Майор что-то прикидывал в уме, и потому наступило довольно продолжительное молчание.

Утверждаясь в каких-то своих выводах, Цугуриев тряхнул головой и достал папиросы:

— Ку́рите?

— Спасибо, не курю… Если не тайна, товарищ майор, происшествие с Туриным — действительно покушение?
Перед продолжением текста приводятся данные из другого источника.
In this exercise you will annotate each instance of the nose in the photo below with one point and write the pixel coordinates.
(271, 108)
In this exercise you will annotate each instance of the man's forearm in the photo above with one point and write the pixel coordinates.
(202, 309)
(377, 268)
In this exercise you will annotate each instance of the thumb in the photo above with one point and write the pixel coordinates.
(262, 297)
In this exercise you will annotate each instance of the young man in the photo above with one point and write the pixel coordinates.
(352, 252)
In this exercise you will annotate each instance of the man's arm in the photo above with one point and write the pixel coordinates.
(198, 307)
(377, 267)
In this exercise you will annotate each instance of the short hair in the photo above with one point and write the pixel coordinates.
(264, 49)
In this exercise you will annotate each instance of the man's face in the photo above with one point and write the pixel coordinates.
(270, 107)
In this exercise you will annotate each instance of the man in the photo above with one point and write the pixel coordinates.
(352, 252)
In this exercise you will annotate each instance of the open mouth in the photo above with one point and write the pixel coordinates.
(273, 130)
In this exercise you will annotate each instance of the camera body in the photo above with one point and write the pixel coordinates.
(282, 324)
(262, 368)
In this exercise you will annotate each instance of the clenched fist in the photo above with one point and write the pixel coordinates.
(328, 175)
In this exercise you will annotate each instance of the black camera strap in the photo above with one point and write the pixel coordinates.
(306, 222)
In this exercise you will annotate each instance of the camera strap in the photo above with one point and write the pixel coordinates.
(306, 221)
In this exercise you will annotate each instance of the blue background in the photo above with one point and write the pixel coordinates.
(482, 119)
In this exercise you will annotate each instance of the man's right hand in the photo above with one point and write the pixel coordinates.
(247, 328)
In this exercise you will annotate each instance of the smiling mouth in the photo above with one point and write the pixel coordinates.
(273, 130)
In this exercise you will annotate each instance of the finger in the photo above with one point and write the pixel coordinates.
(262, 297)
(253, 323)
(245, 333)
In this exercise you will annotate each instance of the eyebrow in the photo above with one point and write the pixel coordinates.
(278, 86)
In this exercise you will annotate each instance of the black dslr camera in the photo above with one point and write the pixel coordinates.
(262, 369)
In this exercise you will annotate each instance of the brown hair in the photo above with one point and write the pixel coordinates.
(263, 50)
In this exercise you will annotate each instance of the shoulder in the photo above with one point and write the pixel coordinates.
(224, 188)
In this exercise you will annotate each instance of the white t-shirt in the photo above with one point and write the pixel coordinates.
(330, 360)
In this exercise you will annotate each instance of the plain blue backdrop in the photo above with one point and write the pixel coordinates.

Или нет?

— Ну-у, Степанов, — протянул Цугуриев, — все хотите знать!.. — И, помолчав, ответил: — Есть данные, что изменник Семин кружит вокруг Дебрянска…. Озлоблен до того, что потерял всякую осторожность…

Послышалось, как дверь из коридора в кухню медленно открылась со скрипом и кто-то сбросил дрова на лавку.

Цугуриев спросил:

— Павловна?

В комнату вошел Леня Калошин.

— Это я, товарищ Цугуриев… Здравствуйте, Михаил Николаевич…

— Добрый вечер, Леня… Как мать? Все болеет?

Леня, словно к горлу что-то подкатило, сделал судорожное движение и, закрыв глаза, кивнул.

— Я пойду топить, — заторопился Леня, — а то мне еще я райисполком надо и в милицию…

Степанов попрощался. В кухне он замедлил шаги. Леня Калошин, что-то бормоча про себя, видимо повторяя наставления матери, шарил рукой возле трубы, нащупывая спички.